The third branch of the national government is an independent judiciary. The judicial branch interprets the laws, using as a basis the laws as enacted and explanatory statements made in the Legislature during the enactment. The legal system is based on Roman-Dutch law and English common law and accepts compulsory ICJ jurisdiction, with reservations. The constitution's bill of rights provides for due process including the right to a fair, public trial within a reasonable time.

- Magistrates' Courts – The court where civil cases involving less than R100 000, cases.

==Local government==

Local government in South Africa consists of municipalities of various types. The largest metropolitan areas are governed by metropolitan municipalities, while the rest of the country is divided into district municipalities, each of which consists of several local municipalities.

As of 2026, there are eight metropolitan municipalities, 44 district municipalities, and 205 local municipalities, for a total of 257.

Municipalities are governed by municipal councils which are elected every five years. The councils of metropolitan and local municipalities are elected by a system of mixed-member proportional representation, while the councils of district municipalities are partly elected by proportional representation and partly appointed by the councils of the constituent local municipalities.

==Opposition==
In each legislative body, the party or coalition of parties holding a majority of seats forms the government. The largest party not in the government is recognized as the Official Opposition, and is headed by the Leader of the Opposition.
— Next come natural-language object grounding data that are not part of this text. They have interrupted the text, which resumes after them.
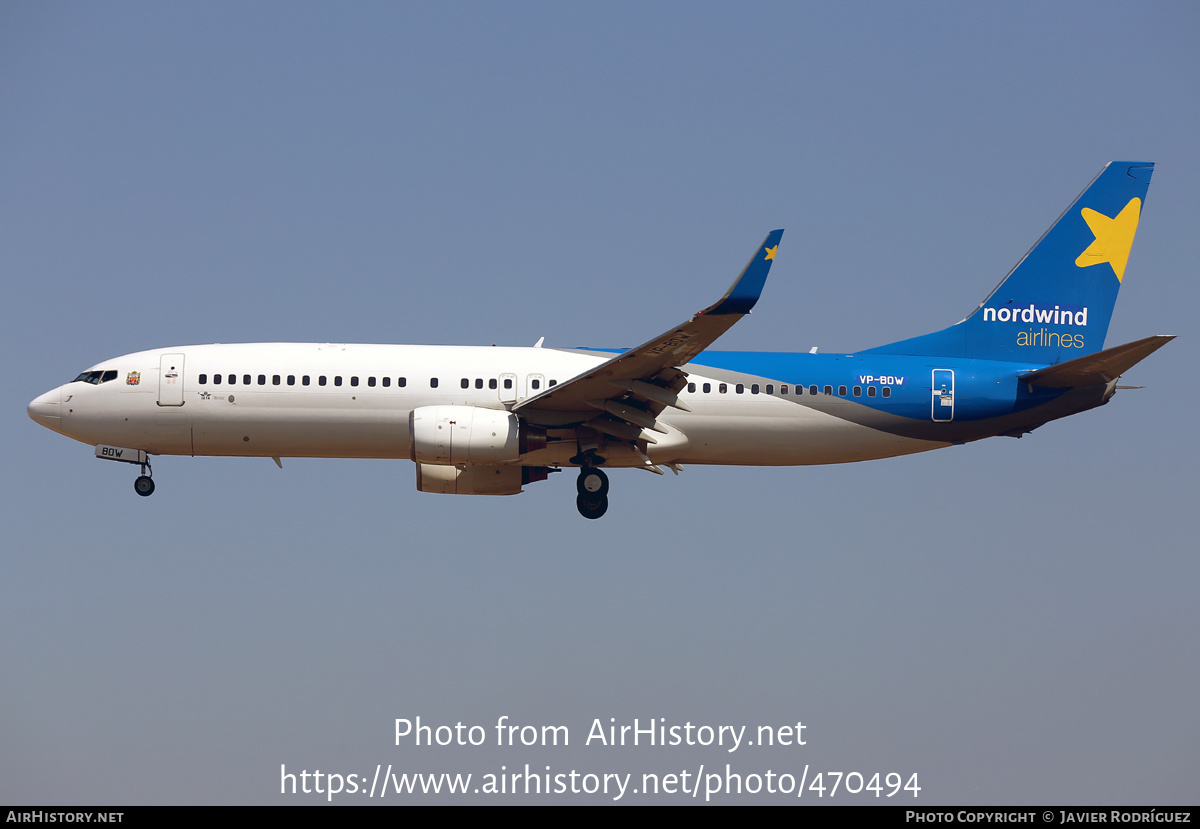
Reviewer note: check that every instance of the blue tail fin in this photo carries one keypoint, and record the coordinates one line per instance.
(1056, 304)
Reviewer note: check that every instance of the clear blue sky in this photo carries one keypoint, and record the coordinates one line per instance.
(1014, 620)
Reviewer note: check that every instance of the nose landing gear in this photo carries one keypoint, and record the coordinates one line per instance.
(144, 482)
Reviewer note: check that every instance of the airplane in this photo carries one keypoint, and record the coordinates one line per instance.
(489, 420)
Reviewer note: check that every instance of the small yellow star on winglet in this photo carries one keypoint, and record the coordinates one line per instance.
(1114, 236)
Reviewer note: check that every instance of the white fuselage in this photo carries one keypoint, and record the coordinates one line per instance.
(309, 400)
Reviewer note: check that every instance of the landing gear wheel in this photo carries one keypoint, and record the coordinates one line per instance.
(592, 506)
(592, 482)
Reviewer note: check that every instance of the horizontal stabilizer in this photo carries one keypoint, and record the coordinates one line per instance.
(1097, 368)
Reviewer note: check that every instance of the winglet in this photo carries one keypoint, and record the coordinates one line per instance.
(748, 287)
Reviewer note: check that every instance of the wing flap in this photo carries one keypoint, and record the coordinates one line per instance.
(649, 372)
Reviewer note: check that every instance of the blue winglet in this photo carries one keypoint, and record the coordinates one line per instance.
(748, 287)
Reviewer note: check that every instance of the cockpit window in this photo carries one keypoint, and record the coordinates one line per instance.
(96, 378)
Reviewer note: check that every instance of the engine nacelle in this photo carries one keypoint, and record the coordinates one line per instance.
(471, 434)
(487, 480)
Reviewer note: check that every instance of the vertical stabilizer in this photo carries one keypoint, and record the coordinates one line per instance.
(1056, 304)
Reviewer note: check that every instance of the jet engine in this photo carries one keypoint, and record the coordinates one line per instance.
(471, 434)
(484, 480)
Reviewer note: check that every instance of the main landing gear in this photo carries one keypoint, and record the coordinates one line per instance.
(593, 488)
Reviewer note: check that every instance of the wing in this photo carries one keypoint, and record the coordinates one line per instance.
(624, 395)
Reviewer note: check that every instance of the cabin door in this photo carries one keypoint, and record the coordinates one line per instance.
(943, 395)
(171, 379)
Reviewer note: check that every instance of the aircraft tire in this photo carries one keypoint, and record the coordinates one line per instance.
(592, 484)
(591, 506)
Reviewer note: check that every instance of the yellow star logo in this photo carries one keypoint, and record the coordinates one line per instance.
(1114, 238)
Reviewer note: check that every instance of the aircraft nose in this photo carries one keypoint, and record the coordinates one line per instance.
(46, 409)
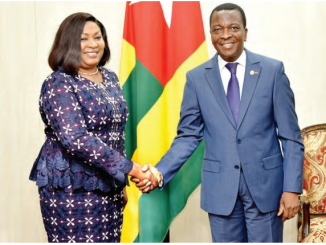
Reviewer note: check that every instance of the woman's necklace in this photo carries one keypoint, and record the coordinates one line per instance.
(88, 74)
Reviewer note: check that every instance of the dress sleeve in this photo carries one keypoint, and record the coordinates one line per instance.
(58, 104)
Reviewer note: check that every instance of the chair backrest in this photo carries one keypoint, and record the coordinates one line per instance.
(314, 167)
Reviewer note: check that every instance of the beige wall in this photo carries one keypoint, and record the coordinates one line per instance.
(289, 31)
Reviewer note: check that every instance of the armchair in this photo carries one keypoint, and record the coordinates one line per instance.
(312, 214)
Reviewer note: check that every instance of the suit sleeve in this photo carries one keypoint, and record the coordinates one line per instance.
(189, 134)
(288, 132)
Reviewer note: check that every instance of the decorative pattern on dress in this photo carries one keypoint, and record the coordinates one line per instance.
(84, 127)
(77, 216)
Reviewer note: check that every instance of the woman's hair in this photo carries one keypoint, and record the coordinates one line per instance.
(66, 49)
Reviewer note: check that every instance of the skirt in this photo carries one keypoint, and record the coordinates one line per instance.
(81, 216)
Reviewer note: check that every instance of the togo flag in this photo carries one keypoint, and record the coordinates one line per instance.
(161, 42)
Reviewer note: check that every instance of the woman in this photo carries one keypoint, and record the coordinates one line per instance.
(82, 169)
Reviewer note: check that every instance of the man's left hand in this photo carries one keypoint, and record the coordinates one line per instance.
(289, 205)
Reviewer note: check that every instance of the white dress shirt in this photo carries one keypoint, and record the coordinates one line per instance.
(226, 74)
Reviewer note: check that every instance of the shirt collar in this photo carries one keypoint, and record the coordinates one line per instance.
(241, 60)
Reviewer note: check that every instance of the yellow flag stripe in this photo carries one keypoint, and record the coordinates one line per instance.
(151, 128)
(128, 61)
(157, 129)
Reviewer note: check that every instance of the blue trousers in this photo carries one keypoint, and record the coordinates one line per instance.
(246, 223)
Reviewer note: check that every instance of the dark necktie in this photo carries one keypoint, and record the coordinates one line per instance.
(233, 93)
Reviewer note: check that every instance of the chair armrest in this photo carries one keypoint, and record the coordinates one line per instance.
(305, 203)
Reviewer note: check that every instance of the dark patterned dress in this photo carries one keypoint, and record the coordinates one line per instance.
(82, 168)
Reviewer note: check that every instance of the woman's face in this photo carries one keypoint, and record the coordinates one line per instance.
(92, 46)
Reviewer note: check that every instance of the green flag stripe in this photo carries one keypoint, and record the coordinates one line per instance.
(141, 91)
(170, 201)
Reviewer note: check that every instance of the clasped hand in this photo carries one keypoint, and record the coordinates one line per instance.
(146, 178)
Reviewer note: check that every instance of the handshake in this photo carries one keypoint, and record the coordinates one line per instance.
(146, 178)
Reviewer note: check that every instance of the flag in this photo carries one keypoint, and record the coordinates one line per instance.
(161, 42)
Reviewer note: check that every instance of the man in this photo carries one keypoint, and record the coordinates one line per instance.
(242, 103)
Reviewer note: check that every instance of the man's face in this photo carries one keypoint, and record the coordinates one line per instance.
(228, 34)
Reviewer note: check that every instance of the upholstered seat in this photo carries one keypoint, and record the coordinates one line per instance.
(312, 215)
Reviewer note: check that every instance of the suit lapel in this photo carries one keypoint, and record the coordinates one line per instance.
(252, 73)
(213, 77)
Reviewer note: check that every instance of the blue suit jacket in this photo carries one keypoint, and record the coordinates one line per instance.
(266, 116)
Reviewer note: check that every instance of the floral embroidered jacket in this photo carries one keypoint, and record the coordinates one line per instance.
(84, 127)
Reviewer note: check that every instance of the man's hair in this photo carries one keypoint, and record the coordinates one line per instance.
(229, 6)
(66, 49)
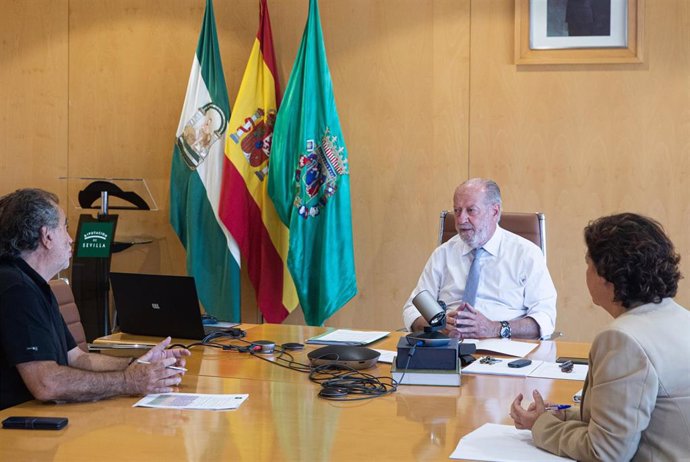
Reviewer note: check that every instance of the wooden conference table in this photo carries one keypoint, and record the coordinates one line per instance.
(283, 419)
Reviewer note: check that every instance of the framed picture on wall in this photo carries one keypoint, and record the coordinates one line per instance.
(578, 31)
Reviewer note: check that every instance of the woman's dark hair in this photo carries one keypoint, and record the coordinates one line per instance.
(22, 215)
(633, 253)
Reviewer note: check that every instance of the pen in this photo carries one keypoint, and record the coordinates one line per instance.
(175, 368)
(557, 407)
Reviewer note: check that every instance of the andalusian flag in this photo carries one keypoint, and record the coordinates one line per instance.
(245, 207)
(195, 180)
(309, 182)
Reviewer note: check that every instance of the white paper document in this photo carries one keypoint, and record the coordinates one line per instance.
(504, 346)
(387, 356)
(501, 443)
(501, 368)
(214, 402)
(347, 337)
(538, 369)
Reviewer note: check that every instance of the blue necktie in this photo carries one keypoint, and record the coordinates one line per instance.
(473, 277)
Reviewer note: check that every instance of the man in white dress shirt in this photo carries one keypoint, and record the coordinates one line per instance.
(515, 296)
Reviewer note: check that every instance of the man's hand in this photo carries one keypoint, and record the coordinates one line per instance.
(524, 418)
(159, 352)
(154, 377)
(466, 322)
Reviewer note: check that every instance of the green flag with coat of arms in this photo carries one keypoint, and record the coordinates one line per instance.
(309, 182)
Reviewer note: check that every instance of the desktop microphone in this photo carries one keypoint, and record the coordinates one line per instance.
(435, 315)
(430, 309)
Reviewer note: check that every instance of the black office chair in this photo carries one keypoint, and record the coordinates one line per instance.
(531, 226)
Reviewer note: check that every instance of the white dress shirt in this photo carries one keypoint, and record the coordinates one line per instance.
(514, 281)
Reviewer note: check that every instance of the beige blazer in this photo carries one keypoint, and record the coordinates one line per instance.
(636, 398)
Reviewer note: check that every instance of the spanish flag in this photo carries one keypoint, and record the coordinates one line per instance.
(245, 207)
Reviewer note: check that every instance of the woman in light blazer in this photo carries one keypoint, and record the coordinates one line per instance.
(636, 397)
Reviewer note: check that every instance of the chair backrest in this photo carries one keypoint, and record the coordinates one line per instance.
(531, 226)
(69, 310)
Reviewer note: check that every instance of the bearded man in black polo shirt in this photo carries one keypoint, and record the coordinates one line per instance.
(38, 356)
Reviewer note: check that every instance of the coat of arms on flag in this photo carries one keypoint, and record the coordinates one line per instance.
(316, 177)
(201, 131)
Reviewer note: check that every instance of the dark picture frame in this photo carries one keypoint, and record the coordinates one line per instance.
(620, 43)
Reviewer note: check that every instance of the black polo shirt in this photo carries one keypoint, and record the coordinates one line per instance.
(31, 328)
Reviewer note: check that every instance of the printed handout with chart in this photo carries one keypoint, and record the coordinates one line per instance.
(210, 402)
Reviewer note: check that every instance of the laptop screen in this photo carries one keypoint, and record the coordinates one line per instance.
(157, 305)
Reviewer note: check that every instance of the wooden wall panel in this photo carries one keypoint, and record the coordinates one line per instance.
(33, 95)
(581, 141)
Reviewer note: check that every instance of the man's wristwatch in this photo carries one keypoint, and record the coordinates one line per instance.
(505, 329)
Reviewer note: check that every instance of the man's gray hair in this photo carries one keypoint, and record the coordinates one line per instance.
(492, 192)
(22, 215)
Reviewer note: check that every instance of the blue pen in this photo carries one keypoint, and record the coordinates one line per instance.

A Shadow Cabinet is traditionally formed by the opposition. An example is the previous Shadow Cabinet of John Steenhuisen. The Shadow Cabinet consists of MPs with shadow portfolios, referred to as Shadow Ministers, whose job it is to scrutinize their corresponding office holders (Ministers) in the Cabinet, and develop alternative policies for their respective portfolios. It is assumed that should the official opposition party form government, those Shadow Ministers would become Ministers of their respective portfolios.